1) $uv\in E$ if and only if there exists some vertex $x\in V$ such that $\left(u\mathrm{,}x\right)\mathrm{,}\left(v\mathrm{,}x\right)\in A$ and $u\mathrm{,}v$ are of same type, or

2) $uv\in E$ if and only if there exists some vertex $x\in V$ such that $\left(u\mathrm{,}x\right)\mathrm{,}\left(v\mathrm{,}x\right)\in A$ and $u\mathrm{,}v$ are of different types.

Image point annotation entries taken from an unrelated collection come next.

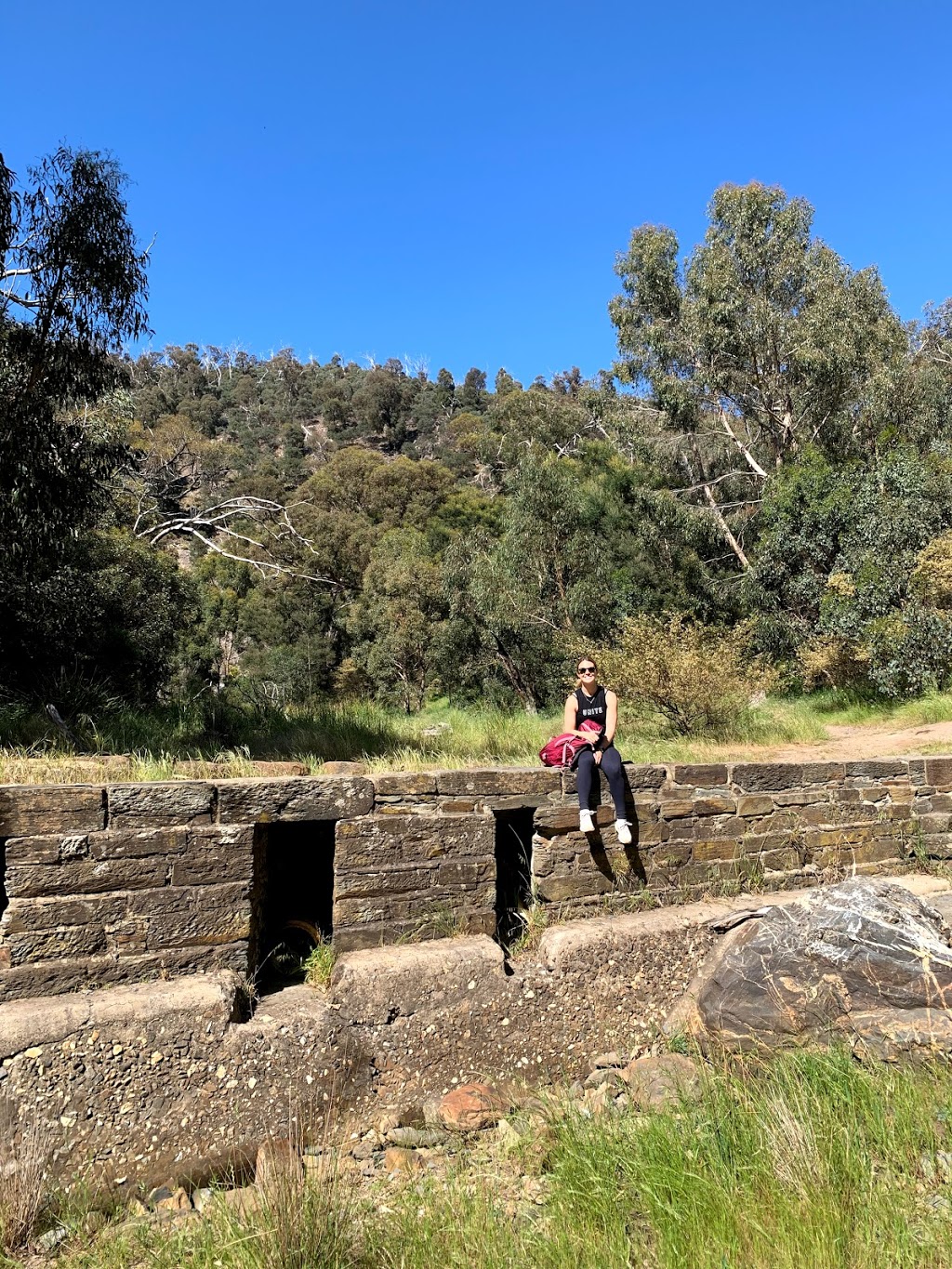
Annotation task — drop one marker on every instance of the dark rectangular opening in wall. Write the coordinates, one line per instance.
(294, 897)
(513, 872)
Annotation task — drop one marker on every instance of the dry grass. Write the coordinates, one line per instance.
(24, 1160)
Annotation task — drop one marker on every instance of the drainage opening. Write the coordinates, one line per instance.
(294, 899)
(513, 872)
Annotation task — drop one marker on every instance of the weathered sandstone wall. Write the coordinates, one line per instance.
(129, 882)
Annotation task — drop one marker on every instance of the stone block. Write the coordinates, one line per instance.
(754, 803)
(372, 841)
(643, 777)
(403, 783)
(823, 773)
(715, 806)
(701, 852)
(802, 797)
(33, 810)
(313, 797)
(930, 824)
(549, 821)
(684, 829)
(157, 806)
(138, 844)
(465, 873)
(878, 852)
(786, 859)
(25, 915)
(216, 915)
(704, 775)
(676, 809)
(722, 826)
(501, 782)
(669, 857)
(556, 890)
(215, 855)
(86, 877)
(767, 777)
(66, 975)
(381, 885)
(34, 851)
(63, 941)
(878, 768)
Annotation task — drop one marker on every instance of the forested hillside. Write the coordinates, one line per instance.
(770, 455)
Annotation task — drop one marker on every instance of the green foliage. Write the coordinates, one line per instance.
(695, 678)
(319, 965)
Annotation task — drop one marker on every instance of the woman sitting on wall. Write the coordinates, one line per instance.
(591, 701)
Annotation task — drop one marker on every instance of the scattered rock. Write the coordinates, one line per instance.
(663, 1080)
(245, 1200)
(416, 1139)
(159, 1196)
(174, 1200)
(864, 959)
(398, 1158)
(202, 1198)
(472, 1106)
(51, 1240)
(608, 1060)
(278, 1165)
(607, 1077)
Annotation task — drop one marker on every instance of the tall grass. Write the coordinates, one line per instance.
(228, 739)
(808, 1161)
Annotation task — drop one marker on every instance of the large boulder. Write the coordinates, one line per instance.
(864, 960)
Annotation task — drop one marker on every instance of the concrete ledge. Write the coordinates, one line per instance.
(32, 1023)
(576, 942)
(378, 985)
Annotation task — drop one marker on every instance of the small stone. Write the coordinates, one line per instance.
(278, 1167)
(177, 1200)
(398, 1158)
(417, 1139)
(663, 1080)
(159, 1196)
(202, 1198)
(472, 1106)
(51, 1240)
(605, 1060)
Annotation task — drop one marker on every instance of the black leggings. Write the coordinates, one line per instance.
(612, 767)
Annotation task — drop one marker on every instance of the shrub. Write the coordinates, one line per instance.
(698, 679)
(909, 651)
(833, 661)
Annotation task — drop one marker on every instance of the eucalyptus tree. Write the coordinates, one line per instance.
(73, 289)
(761, 341)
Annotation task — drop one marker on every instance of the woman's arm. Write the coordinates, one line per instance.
(569, 715)
(611, 716)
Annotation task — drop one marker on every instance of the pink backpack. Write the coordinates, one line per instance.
(562, 750)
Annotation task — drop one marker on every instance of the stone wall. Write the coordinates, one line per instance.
(114, 885)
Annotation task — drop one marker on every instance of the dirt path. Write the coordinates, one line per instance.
(864, 741)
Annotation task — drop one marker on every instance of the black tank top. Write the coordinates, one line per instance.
(590, 707)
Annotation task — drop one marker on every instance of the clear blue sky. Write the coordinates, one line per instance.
(454, 180)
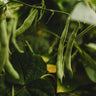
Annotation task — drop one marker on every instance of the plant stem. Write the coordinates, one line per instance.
(40, 7)
(85, 31)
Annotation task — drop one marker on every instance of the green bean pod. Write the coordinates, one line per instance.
(14, 36)
(9, 28)
(3, 43)
(11, 70)
(28, 21)
(60, 64)
(67, 56)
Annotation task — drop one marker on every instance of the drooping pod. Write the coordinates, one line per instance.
(10, 69)
(14, 36)
(67, 56)
(3, 43)
(60, 64)
(28, 21)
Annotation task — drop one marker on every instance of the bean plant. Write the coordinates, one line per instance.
(63, 50)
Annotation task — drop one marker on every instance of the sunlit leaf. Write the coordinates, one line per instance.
(91, 46)
(51, 68)
(91, 73)
(83, 13)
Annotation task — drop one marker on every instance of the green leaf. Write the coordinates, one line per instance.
(67, 85)
(83, 13)
(91, 46)
(29, 66)
(41, 85)
(90, 66)
(61, 1)
(89, 61)
(91, 73)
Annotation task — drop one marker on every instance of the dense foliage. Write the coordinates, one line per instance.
(36, 35)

It is easy to see that $C^1\left(D\right)=C\left(D\right)$ for a given digraph $D$ , and we note that multitype graphs can be used to study the multi-species in ecology and have been deeply studied, see [23] [24] . So these generalizations of competition graphs may be more realistic and more interesting.

Acknowledgements

We thank the editor and the referee for their valuable comments. The work was supported in part by the Natural Science Foundation of Hebei Province of China under Grant A2015106045, and in part by the Institute of Applied Mathematics of Shijiazhuang University.